Later, the coupling collars are removed and the young hounds go out with the pack unguided. They are walked in the meadow and along a roadside and are taught to watch and listen, to obey and to heed the sharp crack of the whip. After being "walked out" from April until July, their mounted road work starts. Then hounds are walked and jogged along the roads, with the hunt staff mounted on horses. By the time cubbing starts, hounds are used to being out for about three hours and their feet are tough and hard, as are their whole bodies.
"But anywhere along the line they can misbehave themselves right out of the kennels and hunt.
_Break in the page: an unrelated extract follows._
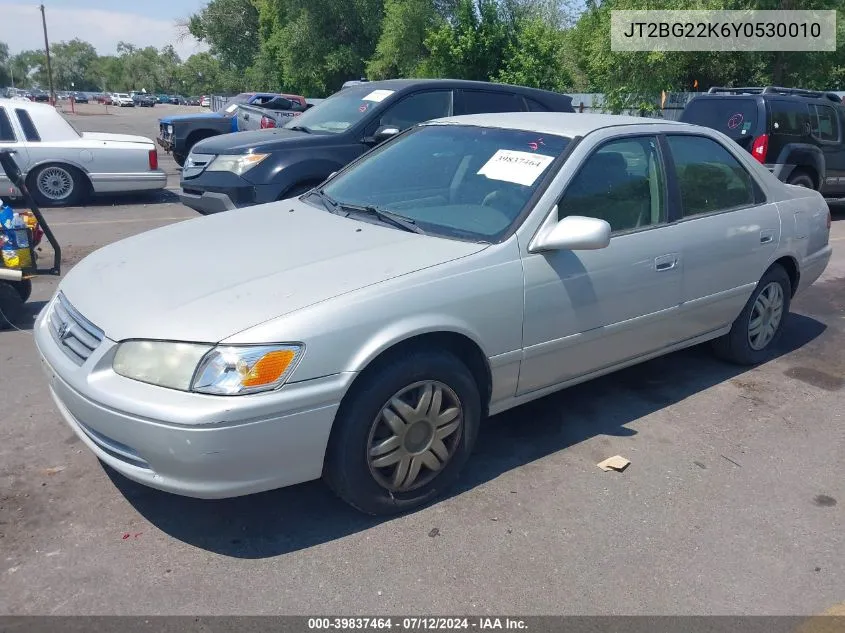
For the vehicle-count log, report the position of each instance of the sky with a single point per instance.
(103, 23)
Too much individuality, a quarrelsome or timid nature, a streak of disobedience?any one of these inbred qualities can finish a hound," says Mrs. Hannum. But when she thinks they are ready she draws the new entries for size, levelness of conformation and sex, and divides them into packs to be taken out cub hunting.
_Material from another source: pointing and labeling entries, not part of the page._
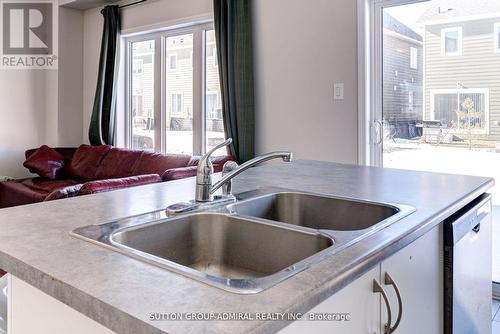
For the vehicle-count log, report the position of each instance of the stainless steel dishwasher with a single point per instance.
(467, 269)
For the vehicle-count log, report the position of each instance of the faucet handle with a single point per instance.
(205, 167)
(224, 143)
(204, 173)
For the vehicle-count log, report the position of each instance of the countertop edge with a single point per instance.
(120, 321)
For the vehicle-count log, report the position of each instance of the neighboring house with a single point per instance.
(179, 83)
(462, 61)
(403, 76)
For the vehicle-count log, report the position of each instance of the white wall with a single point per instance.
(301, 49)
(70, 93)
(28, 115)
(33, 111)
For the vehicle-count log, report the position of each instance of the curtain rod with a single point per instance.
(132, 3)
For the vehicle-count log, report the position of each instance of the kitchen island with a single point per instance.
(122, 293)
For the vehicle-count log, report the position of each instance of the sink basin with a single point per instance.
(250, 245)
(317, 211)
(234, 253)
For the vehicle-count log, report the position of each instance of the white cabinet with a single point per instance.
(33, 311)
(417, 273)
(357, 299)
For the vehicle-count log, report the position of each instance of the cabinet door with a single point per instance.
(417, 271)
(357, 299)
(33, 311)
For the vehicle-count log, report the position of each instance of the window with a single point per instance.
(176, 104)
(414, 58)
(451, 41)
(496, 36)
(215, 59)
(461, 108)
(213, 111)
(191, 118)
(172, 61)
(137, 67)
This is the last phase of their training, their graduation exercise. Though part of the regular hunting pack, they are still rookies until they have had a full season's hunting. If they come through this final examination successfully, they are considered "entered hounds."
GRADUATION DAY AT LAST
They take their place in the pack, excitedly bounding their way at the feet of Mrs. Hannum's horse. The whippers-in are there too, watching their charges carefully, ready to chastise a riotous hound with their trailing whips and stern commands. There's a snap in the air and the Brandywine is veiled in mist as they go to the meet. They are a blood-stirring sight, swishing rhythmically over field and stream, snuffing the scented earth.
Mrs. Hannum, her horn tucked between buttons of her hunting coat, leads them on, a low, trilling whistle on her lips.
The whip cracks and a recalcitrant bounds back to his proper place in the pack. Up the slope they come, jogging at a trot-pace, etched softly against the backdrop of the Brandywine. "Here they come," goes up the cry of the field, as the star performers join the meet.
The hunting horn sounds its twanging note, and another day's hunt has begun.